Le caractère indiscutablement expansionniste de la politique monétaire en zone euro suggère que la BCE juge toujours nécessaire de poursuivre le stimulus pour atteindre les objectifs finaux de la politique monétaire dont le premier est la stabilité des prix, définie par une inflation inférieure mais proche de 2 % par an. Ni l’inflation[1],  ni la croissance en zone euro ne donnent des signes d’emballement[2]. Le programme d’achat d’actifs doit alors permettre de consolider la croissance et d’accélérer l’inflation pour favoriser un retour vers la cible de 2 %. Dans le même temps, les liquidités émises par la banque centrale dans le cadre de ses programmes d’achat de titres et le faible niveau des taux d’intérêt (à court comme à long terme) alimentent les craintes d’effets indésirables de la politique monétaire en matière de stabilité financière[3].

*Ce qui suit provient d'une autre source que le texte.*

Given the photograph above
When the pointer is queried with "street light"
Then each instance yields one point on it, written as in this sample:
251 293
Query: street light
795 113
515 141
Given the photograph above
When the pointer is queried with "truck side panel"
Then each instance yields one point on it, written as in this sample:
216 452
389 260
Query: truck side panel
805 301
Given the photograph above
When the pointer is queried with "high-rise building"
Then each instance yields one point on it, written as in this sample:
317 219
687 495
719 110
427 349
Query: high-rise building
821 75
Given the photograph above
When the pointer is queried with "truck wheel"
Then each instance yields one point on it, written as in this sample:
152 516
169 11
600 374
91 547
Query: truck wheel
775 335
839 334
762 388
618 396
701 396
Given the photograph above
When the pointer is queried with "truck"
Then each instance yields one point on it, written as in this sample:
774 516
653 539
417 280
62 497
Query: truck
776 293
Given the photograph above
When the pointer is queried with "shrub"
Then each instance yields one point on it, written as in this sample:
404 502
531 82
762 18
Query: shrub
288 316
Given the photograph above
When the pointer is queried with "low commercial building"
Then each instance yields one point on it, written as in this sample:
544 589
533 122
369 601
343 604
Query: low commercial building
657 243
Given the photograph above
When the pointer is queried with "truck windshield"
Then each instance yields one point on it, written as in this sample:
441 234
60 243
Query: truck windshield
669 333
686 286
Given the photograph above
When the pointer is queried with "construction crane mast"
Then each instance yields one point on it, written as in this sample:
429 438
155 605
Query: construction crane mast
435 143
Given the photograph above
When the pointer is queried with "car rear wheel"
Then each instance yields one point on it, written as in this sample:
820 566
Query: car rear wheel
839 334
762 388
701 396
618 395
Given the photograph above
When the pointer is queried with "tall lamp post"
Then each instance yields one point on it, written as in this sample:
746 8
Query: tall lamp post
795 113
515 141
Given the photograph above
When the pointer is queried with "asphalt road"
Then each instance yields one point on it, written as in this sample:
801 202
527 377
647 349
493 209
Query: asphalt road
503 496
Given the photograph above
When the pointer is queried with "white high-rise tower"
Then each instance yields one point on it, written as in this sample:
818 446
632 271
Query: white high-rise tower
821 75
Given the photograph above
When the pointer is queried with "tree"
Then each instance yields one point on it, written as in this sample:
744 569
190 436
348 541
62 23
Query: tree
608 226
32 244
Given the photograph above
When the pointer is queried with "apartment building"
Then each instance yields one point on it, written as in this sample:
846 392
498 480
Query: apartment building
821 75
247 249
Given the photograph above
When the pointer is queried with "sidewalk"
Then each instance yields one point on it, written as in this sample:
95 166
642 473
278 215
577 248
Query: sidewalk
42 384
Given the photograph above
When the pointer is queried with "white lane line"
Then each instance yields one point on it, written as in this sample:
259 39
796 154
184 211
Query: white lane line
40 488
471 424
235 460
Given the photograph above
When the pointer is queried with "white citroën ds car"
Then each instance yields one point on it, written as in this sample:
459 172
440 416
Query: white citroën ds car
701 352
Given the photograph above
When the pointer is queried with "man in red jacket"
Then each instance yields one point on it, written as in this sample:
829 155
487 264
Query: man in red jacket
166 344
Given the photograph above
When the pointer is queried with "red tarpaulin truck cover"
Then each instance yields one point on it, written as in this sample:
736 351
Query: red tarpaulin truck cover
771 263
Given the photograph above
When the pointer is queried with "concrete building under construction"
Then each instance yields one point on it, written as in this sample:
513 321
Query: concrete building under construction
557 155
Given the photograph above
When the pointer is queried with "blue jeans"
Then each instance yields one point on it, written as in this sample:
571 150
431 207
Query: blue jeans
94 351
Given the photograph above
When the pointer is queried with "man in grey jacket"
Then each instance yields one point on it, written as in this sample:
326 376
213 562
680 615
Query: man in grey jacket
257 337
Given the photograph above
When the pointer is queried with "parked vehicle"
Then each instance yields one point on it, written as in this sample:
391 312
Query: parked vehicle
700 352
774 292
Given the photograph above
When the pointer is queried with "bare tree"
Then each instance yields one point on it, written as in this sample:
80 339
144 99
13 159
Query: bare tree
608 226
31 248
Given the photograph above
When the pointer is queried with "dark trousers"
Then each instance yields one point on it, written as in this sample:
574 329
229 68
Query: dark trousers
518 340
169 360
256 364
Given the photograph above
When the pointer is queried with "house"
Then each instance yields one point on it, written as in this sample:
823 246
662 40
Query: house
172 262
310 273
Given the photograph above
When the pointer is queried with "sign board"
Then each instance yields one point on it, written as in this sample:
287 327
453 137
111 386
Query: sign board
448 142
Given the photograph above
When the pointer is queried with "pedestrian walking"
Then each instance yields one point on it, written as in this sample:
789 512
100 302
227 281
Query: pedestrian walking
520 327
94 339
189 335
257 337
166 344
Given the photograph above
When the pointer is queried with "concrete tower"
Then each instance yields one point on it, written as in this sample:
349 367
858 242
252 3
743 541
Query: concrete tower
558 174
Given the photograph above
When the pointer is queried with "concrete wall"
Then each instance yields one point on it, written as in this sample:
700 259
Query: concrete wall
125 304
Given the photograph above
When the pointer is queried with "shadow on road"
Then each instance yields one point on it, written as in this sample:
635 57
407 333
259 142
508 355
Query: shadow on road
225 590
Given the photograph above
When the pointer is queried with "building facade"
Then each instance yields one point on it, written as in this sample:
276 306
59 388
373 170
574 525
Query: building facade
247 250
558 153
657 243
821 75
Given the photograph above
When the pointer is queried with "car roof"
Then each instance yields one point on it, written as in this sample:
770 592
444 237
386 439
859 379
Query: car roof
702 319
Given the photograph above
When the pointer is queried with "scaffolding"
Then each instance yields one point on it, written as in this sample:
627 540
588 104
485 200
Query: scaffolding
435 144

Il en résulte un dilemme que doit arbitrer la BCE. Mettre un terme prématuré à l’assouplissement quantitatif pourrait maintenir la zone euro dans une situation de faible inflation et de basse croissance. Prolonger inutilement le QE, alors que la Réserve fédérale a amorcé la normalisation de sa politique monétaire, créerait un risque d’instabilité financière caractérisé par un emballement des prix d’actifs, du crédit ou plus largement du risque pris par le système financier.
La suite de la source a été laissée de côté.